Thank you for the detailed info about how those modes work though -- it certainly de-mystifies the network problems!
> Interesting, so our current method is to do just what you said -- start a foreground service and acquire a wakelock. But we only do it if our network request takes longer than n seconds
This won't work. One of the less documented properties of Doze Mode is it's ability to sever your network connections. It can already be in action before you start downloading message contents. It can also kick in during the download. If you want reliable delivery, you have to take wake lock and enter foreground mode immediately after getting GCM push.
Look up, what is WakefulBroadcastReceiver, and why it used to be necessary. The class itself is deprecated (because implicit broadcasts are largely obsolete), but it shows, how one can miss opportunity to take a wake lock, causing entire application to be caught in deep CPU sleep. Google promises, that GCM will bring you out of Doze Mode, but I am not sure, if that also applies to wake lock. Your app may be sleepy because of failure to timely take wake lock, causing it to miss time window when Doze is temporarily lifted by GCM.

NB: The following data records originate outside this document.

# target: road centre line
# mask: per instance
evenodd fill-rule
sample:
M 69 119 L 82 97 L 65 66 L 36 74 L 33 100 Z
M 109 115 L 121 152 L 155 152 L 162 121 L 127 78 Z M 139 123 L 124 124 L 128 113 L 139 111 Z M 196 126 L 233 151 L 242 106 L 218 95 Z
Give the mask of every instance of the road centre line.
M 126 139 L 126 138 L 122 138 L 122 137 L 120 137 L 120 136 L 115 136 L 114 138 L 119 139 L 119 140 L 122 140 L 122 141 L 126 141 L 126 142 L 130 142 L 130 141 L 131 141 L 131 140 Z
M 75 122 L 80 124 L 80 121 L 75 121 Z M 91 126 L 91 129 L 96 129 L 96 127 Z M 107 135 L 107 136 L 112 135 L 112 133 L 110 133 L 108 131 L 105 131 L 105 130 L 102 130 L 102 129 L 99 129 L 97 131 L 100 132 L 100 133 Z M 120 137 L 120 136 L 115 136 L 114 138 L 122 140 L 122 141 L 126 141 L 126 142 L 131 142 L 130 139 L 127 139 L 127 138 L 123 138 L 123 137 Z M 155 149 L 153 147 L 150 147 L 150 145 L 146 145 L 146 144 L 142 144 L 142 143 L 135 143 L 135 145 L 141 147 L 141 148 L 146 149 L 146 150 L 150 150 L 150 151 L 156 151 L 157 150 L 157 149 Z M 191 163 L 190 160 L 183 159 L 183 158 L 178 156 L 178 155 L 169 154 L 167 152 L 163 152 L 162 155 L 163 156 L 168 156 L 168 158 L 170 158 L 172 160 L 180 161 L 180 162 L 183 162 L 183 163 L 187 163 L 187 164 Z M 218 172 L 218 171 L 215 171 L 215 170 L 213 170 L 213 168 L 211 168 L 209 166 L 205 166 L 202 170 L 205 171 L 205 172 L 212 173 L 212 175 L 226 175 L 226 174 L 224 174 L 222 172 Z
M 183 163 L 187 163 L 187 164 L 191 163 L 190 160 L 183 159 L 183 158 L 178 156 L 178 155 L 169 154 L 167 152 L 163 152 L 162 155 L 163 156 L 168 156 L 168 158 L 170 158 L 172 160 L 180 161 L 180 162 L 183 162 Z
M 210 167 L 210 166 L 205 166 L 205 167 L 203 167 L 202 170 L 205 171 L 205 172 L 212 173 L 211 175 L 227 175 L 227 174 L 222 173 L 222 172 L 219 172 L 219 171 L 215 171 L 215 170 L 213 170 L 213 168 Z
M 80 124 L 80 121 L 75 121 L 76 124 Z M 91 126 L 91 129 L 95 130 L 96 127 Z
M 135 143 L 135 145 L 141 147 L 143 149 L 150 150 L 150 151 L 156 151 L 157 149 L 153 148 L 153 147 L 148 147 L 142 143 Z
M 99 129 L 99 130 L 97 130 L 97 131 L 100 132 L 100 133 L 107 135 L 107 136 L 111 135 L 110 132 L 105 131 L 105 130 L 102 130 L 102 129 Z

Thank you for your work on Signal. Despite my griping, Signal is still my primary messaging app and I love it.
>there are times we are delivered an FCM message but network access will be invisibly restricted, further delaying our ability to retrieve the actual message content
This is new... If this is happening regularly, maybe you should display a generic "message available" notification? I assume actually opening the app un-restricts network access and everything works fine from there -- it'd be nice to know I have a message waiting in limbo.
We send high-priority FCM messages, but the device will still bundle them together in order to deliver them in batches. Even worse, there are times we are delivered an FCM message but network access will be invisibly restricted, further delaying our ability to retrieve the actual message content (for obvious reasons, we can't include the message content in the FCM message itself). We're continuing to try new things, but it'd be nice if there was some official guidelines on how to avoid these FCM pitfalls.